I’m willing to wager that you remember your first bike. As a parent, you remember giving it, watching your child light up with absolute pleasure.
I remember my first real bike as a young teen, a three-speed Schwinn that my Mom walked home from work, since she did not yet have a car. I watched her approach down Rolfe Street and almost couldn’t believe it. It was my birthday, so I knew the bike was for me. Gears. Brakes mounted on the head set. Something that would take me anywhere I wanted to go. No gas needed.
That was back in 1967, when I was in seventh grade. I’m 64 now, and I have not lost my child’s delight with the bike. The love affair with freewheeling, with friends in the “skid kid club” – no engines needed just pure legs and high spirits. Probably I am not alone. The one “toy” that everyone wanted, perhaps the one toy everyone got, was a bike. Learning to ride was a life skill. Like climbing a tree or hitting a ball or licking the batter off the spoon.

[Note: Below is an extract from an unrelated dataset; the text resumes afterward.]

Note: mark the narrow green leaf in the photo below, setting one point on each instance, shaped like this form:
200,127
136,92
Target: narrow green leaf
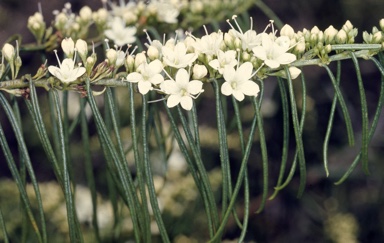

Why is it then that that universal attachment to the bike is becoming such a dangerous one? I can’t seem to square that simple and widespread idea of riding a bike with the fatalities mounting up when motorists clash with cyclists. Too many people are dying in our community. It concerns all of us. We are in this together. We can do better. As citizens. As patriots of a privileged nation who still take pride in our roads and the people who built them. There is a place for speed. There is a place for caution and awareness. We aren’t perfect. Accidents happen. But let’s do better. Let’s keep our eyes on the road and our hands upon the wheel, as Jim Morrison advised. No one makes it out alive, but no one should be cut down enjoying something we all learned to do as kids. For pleasure. For the fun of flying. For transportation that works nine times out of 10. No gas needed.
Let’s do this together. Let’s share the road. I’m not writing this to lecture or to make people feel bad. I’m writing so that Patrick Bettens’s death (Monitor front page, Sept. 7) can maybe mean something larger than a memorial with friends. He was my friend. He’d want us to drive as if our kids lived here.
(Kathy Mathis, a spin instructor at the YMCA, lives in Boscawen.)